A remuneração dos serviços de abastecimento de água na França: exemplo para o Brasil?

Patrícia Albuquerque Vieira, Tarin Cristino Frota Mont'Alverne

Resumo


As constituições e os tratados internacionais têm consagrado o acesso à água potável e ao saneamento básico como direitos fundamentais imprescindíveis à dignidade humana. Objetiva-se chamar atenção para a escassez de água potável e de esgotamento sanitário no Brasil, que, aliados à reformulação normativa do saneamento básico, em 2020, sobremaneira no que atine à ampliação da atuação da iniciativa privada no setor, pode culminar em um agravamento da situação. Para que os riscos sejam visualizados empiricamente, optou-se por analisar o modelo francês, que garante o acesso universal a esses direitos, além de possuir uma longa história de privatização e remunicipalização da água.

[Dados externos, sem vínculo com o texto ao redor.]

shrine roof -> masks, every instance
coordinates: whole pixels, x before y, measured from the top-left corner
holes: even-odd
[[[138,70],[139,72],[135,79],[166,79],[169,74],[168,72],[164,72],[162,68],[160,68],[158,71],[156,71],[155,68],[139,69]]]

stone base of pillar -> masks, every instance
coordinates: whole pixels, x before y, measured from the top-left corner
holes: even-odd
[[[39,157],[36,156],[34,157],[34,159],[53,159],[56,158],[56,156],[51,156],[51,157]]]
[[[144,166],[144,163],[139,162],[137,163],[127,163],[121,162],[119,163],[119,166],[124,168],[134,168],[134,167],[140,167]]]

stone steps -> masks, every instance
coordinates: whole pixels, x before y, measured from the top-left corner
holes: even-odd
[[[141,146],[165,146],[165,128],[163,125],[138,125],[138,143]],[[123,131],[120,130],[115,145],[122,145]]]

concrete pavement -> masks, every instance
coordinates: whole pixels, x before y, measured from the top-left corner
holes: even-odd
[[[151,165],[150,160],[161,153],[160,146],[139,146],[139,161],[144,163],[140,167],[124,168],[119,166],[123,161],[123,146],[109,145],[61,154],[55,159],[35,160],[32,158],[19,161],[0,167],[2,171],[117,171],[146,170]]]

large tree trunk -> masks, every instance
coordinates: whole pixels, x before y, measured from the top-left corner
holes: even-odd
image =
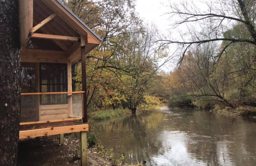
[[[20,112],[18,0],[0,1],[0,165],[15,166]]]

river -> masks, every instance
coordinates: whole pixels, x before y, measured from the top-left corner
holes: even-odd
[[[163,108],[90,126],[129,164],[256,165],[256,123],[242,118]]]

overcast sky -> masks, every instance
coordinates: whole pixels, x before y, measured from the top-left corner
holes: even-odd
[[[168,20],[168,16],[164,14],[168,12],[168,0],[137,0],[136,9],[140,17],[145,23],[153,23],[157,26],[160,32],[163,34],[168,33],[170,24]],[[164,60],[159,62],[161,64]],[[173,69],[174,65],[166,64],[161,69],[168,72]]]

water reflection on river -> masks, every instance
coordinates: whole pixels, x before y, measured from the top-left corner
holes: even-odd
[[[131,164],[256,165],[256,123],[242,118],[164,108],[90,125]]]

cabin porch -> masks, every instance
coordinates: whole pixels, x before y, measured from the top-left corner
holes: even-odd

Com isso em vista, questiona-se se Lei nº 14.026/2020 é capaz de promover o alcance universal à água potável e ao saneamento básico no Brasil até 2033, ano proposto pela própria norma. O método empregado é o dedutivo e o procedimento é o monográfico, sendo utilizada a modalidade de pesquisa bibliográfica. O resultado aponta para uma possível regressão dos direitos humanos provocada essencialmente e em decorrência da privatização dos serviços, com efeitos na ineficiência, no controle da qualidade, na abrangência e na redução da participação popular.

Palavras-chave


Crise hídrica; Acesso à água potável e ao saneamento básico; Lei nº 14.026/2020; Acesso universal à água potável e ao saneamento na França; Gestão da água.